Reading COVID-19 Statistics in .NET
As part of my new COVID-19 application I've been writing, I had to import statistics from a data source. The COVID Tracking Project maintains daily records of various statistics regarding the pandemic for each state and at a nation level. It publishes this data as an API and also as a set of CSV files.
While the API worked, it did not provide the type of extensibility I wanted in order to serve up the data. As such, I decided to read the raw data from a CSV file to import into a database hosted by EF Core. This blog will describe the process of data in a CSV format in .NET.
CSV
What is CSV? It's data stored in a very specific format. It stands for "Comma Separated Values", but in truth it is much more complicated than that. It is a specific interchange format to transmit data in a semi-tabular form with very specific rules. The specifics of are documented in RFC-4180.
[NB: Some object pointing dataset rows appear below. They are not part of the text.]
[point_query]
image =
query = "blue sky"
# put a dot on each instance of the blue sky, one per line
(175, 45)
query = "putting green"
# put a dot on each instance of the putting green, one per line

I have often heard a common misconception of, I cannot have a comma in a CSV file because the comma is used to separate the fields. Only a precursory reading of CSV as "Comma Seperated Values", or utilizing CSV developer libraries that do not properly implement the specification will cause this. That's why it's very important to use a well written third party library to deal with interchange formats such as CSV. Misconceptions like this cause logic to break and can easily over complicate business rules!
For the purpose of this project I will be using a popular CSV library for .NET, CsvHelper
Importing the CSV Data
There are a few parts to this.
- Creating the .NET objects to represent the data
- Making the request to retrieve the data
- Parsing the data from the request.
CSharp Classes for the Data
First, the classes need to be made to set up to match the CSV data. Note each column has a property, and each property should have a data type. This is VERY important as this class will be used later as an object in our EF Core database.
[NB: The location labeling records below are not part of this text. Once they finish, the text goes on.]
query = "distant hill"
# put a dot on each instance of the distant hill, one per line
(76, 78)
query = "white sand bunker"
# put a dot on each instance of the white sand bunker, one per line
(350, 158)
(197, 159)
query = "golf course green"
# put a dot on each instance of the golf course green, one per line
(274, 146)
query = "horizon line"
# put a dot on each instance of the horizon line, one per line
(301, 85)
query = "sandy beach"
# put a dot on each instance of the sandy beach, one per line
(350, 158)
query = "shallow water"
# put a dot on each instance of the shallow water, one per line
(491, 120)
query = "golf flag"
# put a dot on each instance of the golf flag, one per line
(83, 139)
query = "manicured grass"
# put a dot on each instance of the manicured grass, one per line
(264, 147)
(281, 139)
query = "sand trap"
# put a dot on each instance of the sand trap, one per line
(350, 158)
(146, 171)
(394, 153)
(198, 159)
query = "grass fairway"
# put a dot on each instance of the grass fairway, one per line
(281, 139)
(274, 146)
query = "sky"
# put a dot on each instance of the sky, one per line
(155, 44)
The required fields can be determined from the documentation on The COVID Tracking Project.
public class CovidNationDailyRecord : ISourceHash
{
public int Id { get; set; }
public DateTime Date { get; set; }
public int States { get; set; }
public int Positive { get; set; }
// And so forth...
public byte[] SourceHash { get; set; }
}
Making the Request to Retrieve the Data
Making HTTP requests in .NET Core is very simple. Inject an IHttpClientFactory via the constructor. Obtaining an HttpClient is a matter of calling the client factory to create a client. Using .GetStreamAsync() returns a stream of the response data. The call to parse the csv records is shown later.
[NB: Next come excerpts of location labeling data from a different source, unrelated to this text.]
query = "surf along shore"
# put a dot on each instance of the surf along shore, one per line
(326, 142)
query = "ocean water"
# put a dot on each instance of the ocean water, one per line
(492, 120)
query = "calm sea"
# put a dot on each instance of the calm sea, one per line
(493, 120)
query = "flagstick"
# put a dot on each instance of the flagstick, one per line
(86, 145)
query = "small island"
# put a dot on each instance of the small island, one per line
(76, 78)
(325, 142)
public CovidTrackingDataService(IHttpClientFactory clientFactory)
{
_clientFactory = clientFactory;
}
public async Task<IAsyncEnumerable<CovidStateDailyRecord>> GetDailyStateRecordsAsync()
{
var httpClient = _clientFactory.CreateClient();
var stream = await httpClient.GetStreamAsync("https://covidtracking.com/data/download/all-states-history.csv");
return ParseCsvRecords<CovidStateDailyRecord>(new StreamReader(stream));
}
Parsing the Data
Finally, parsing the data responded by the HTTP call. This reads the CSV file record by record, and yields an object for each record. There is some extra logic that I added to deal with specific cases, in the data.
The library has a CsvConfiguration object which can control much of the logic in parsing the CSV file. A CSVReader is a class that takes the data to parse, and the configuration. It can then be used to read out the records from the data.
I decided to have the data return 0 rather than null if a number is not reported. For the sake of the queries I am running, I'm considering no data being reported being the same as reporting 0 as the data. Some states would report numbers, others would not report any data for the same statistics, etc. Typically, when there are gaps in data they are reported in subsequent days, and most data sources have seemed to be contiguous as missed data reporting often reports the same data as the previous day. There are other ways I could fill the data, but this was just to keep things simple for my use case.
public static async IAsyncEnumerable<TRecordType> ParseCsvRecords<TRecordType>(TextReader textReader)
{
CsvConfiguration config = new CsvConfiguration(CultureInfo.CurrentCulture)
{
MissingFieldFound = null,
PrepareHeaderForMatch = (header, idx) => header.ToLower(),
};
config.TypeConverterCache.RemoveConverter<Int32Converter>();
config.TypeConverterCache.AddConverter<int>(new MyInt32Converter());
CsvReader reader = new CsvReader(textReader, config);
if (await reader.ReadAsync())
{
reader.ReadHeader();
while (await reader.ReadAsync())
{
var record = reader.GetRecord<TRecordType>();
if (record is ISourceHash sourceRecord)
{
var hash = CalculateHash(reader.Context.Record);
sourceRecord.SourceHash = hash;
}
yield return record;
}
}
}
Wrapping Up
Again I love how .NET 5 / .NET Core makes simple tasks easy.
All the code for the project can be found in the GitHub repository for the application.